Piñero, P., Bruckner, M., Wieland, H., Pongrácz, E., Giljum, S. 2018. The raw material basis of global value chains: allocating environmental responsibility based on value generation. Economic Systems Research 31, 206-227.

Who should be made responsible for environmental impacts?

In the context of international environmental policy, the issue of how to allocate the responsibility for the creation of environmental pressures and impacts by different actors along global supply chains is highly important. In FINEPRINT Work Stream 2, we further develop global trade models, to which different allocation approaches can be applied.
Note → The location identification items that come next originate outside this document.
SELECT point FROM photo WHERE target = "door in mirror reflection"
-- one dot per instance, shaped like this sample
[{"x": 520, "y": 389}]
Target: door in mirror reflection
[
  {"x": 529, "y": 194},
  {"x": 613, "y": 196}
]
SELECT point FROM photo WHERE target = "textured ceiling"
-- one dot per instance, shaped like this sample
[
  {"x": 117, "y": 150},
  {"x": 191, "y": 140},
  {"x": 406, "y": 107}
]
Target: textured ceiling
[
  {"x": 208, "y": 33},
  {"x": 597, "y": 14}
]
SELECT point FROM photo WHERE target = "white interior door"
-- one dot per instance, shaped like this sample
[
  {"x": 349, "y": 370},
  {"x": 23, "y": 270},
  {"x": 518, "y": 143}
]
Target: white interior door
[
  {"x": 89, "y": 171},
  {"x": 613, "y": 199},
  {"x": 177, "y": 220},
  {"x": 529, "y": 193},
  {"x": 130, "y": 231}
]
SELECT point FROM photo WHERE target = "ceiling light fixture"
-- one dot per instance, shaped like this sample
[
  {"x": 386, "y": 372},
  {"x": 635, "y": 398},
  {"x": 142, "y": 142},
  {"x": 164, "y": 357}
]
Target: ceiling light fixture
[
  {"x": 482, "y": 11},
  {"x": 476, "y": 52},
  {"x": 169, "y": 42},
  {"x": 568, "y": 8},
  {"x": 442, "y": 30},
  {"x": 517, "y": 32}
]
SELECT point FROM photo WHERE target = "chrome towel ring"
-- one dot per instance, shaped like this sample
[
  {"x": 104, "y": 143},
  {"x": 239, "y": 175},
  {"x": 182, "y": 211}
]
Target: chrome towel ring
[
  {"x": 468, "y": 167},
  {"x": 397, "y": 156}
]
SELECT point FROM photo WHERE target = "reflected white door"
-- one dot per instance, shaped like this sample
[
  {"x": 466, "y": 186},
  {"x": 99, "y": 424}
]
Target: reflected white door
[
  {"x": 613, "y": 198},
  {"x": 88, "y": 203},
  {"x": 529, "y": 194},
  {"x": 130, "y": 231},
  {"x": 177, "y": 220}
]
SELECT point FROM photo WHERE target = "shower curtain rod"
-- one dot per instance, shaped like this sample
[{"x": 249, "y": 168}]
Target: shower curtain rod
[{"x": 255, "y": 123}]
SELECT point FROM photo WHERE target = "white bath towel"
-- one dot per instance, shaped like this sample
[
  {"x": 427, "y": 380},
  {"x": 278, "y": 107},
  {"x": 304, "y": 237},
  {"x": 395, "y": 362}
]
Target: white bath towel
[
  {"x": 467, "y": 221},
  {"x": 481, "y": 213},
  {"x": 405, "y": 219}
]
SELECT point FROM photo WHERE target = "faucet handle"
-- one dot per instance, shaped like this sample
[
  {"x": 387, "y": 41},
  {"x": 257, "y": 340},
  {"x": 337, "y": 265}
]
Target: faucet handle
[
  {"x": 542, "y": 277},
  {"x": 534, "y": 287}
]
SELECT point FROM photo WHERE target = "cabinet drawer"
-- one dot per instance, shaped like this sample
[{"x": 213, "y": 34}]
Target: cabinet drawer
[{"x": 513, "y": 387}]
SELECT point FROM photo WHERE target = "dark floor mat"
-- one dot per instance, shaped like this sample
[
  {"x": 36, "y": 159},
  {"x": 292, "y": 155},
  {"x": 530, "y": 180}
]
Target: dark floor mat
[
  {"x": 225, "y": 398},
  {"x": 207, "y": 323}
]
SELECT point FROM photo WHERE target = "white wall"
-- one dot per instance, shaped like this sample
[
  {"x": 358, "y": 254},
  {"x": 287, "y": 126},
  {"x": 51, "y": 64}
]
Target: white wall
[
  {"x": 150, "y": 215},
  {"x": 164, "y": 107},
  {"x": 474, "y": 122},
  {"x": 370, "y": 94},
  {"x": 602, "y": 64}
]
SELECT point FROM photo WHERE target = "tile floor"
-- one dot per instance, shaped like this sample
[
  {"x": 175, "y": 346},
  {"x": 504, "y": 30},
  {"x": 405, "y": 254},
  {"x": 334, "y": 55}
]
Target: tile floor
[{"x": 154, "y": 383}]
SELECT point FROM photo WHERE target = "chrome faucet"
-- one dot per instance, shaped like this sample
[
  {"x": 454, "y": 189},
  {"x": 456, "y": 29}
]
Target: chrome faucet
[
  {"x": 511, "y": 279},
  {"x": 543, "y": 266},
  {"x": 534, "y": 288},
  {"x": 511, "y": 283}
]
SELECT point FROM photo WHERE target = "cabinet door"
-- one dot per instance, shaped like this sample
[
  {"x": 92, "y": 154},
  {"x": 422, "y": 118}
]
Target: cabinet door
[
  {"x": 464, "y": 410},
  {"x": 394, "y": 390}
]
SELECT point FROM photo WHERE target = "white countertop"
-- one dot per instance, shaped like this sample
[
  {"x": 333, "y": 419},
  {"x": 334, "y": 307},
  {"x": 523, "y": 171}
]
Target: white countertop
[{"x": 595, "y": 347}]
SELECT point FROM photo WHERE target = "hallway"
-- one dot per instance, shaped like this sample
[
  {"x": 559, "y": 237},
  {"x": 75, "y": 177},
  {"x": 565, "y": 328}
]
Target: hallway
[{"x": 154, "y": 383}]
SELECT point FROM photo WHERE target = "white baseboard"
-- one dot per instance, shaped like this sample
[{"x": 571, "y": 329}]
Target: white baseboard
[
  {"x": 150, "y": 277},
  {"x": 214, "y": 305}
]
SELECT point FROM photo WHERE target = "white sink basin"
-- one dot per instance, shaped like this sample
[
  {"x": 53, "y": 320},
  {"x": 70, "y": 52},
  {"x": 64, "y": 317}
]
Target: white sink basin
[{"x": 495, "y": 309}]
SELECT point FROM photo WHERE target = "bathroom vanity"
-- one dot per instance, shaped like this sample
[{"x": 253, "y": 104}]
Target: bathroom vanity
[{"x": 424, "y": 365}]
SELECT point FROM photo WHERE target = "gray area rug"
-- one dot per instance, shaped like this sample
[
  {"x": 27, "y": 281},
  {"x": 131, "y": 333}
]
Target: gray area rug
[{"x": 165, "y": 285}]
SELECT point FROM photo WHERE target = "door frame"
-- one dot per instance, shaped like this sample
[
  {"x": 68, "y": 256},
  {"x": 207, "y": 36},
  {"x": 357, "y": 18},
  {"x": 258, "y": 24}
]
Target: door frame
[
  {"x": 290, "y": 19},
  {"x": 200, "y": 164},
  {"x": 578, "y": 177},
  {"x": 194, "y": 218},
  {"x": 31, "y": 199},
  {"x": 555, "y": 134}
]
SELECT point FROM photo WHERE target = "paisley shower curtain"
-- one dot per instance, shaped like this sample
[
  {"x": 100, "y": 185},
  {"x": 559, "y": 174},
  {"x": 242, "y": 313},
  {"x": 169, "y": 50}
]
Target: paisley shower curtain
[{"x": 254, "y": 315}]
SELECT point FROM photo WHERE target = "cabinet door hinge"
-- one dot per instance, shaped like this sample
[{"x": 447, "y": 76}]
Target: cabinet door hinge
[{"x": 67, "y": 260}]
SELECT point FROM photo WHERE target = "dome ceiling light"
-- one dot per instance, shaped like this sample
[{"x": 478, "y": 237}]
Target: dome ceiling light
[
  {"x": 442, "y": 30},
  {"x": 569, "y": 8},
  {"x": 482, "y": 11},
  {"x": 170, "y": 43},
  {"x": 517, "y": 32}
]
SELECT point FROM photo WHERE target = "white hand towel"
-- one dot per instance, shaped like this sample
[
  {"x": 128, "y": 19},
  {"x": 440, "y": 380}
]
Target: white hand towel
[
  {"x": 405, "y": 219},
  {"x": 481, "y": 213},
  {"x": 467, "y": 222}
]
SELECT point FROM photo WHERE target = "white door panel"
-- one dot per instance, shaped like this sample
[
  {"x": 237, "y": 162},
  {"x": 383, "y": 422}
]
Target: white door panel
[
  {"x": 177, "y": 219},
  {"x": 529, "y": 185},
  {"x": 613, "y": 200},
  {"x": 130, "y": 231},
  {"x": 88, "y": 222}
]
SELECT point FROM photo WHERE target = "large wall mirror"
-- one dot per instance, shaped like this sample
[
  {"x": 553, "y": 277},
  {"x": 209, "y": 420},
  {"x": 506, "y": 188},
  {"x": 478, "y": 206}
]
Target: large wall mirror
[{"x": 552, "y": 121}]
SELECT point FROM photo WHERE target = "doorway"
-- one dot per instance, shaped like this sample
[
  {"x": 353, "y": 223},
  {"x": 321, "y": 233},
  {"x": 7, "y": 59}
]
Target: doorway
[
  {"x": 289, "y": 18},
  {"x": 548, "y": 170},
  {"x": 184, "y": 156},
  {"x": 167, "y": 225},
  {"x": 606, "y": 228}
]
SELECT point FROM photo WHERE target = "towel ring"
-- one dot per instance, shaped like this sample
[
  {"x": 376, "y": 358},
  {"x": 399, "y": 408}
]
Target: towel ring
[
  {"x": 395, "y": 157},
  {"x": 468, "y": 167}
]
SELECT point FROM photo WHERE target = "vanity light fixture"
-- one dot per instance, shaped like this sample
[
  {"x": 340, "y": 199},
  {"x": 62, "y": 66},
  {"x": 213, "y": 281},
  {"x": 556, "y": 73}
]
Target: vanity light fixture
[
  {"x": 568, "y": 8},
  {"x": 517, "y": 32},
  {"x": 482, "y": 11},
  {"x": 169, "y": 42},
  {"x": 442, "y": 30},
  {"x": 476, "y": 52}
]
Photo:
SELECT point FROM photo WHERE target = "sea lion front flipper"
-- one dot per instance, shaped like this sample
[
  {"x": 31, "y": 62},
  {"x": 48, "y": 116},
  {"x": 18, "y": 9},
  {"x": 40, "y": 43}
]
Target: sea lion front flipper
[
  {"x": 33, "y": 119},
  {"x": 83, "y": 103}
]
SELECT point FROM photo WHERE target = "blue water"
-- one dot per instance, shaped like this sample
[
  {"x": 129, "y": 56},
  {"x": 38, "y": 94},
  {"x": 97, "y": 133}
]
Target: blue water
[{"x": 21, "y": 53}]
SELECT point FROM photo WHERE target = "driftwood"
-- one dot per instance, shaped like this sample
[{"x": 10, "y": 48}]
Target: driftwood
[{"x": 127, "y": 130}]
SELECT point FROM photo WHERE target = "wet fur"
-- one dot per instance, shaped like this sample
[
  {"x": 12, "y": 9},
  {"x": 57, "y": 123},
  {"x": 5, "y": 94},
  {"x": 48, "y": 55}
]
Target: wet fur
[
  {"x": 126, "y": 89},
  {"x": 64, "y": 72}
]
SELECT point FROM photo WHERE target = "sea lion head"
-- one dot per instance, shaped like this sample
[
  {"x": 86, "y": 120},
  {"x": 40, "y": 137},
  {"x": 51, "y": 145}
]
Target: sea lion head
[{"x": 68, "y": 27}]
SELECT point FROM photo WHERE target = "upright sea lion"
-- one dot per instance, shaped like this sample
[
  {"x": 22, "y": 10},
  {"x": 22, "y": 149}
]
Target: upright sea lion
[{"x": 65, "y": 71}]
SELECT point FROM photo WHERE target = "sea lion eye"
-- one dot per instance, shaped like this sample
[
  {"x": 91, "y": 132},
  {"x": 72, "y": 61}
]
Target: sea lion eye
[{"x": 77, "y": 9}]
So far, three main approaches to allocate responsibility have been discussed in the literature. The production-based responsibility (also producer responsibility or territorial approach) accounts for environmental pressures caused by economic processes within a country’s territory. In the consumption-based responsibility (also upstream or consumer responsibility or consumer footprint), environmental pressures generated at different stages of the supply chain to produce final products are allocated to final demand. In the income-based responsibility approach (also downstream responsibility), environmental responsibility is allocated according to the income generated by payments to the owners of the factors of production.

A new approach to allocate responsibility according to created value added

In this paper, we present a new approach to allocate environmental responsibility to the participating sectors and countries called ‘value added-based responsibility’. This metric allocates total environmental pressures occurring along international supply chains to the participating sectors and countries according to the share of value added they generate within that specific supply chain. The rationale behind this new approach is that mitigation responsibilities should be equally shared among actors according to their share in the generated benefits (wages and profits), as every company’s activities and related profits are closely interlinked with, and dependent on, other businesses’ activities along the supply chain.

We show that – due to their position in global value chains – certain sectors (e.g. services) and countries (e.g. Germany) receive significantly greater responsibility compared to other allocation approaches. This adds new perspectives to the discussions regarding a fair distribution of mitigation costs among nations, companies and consumers.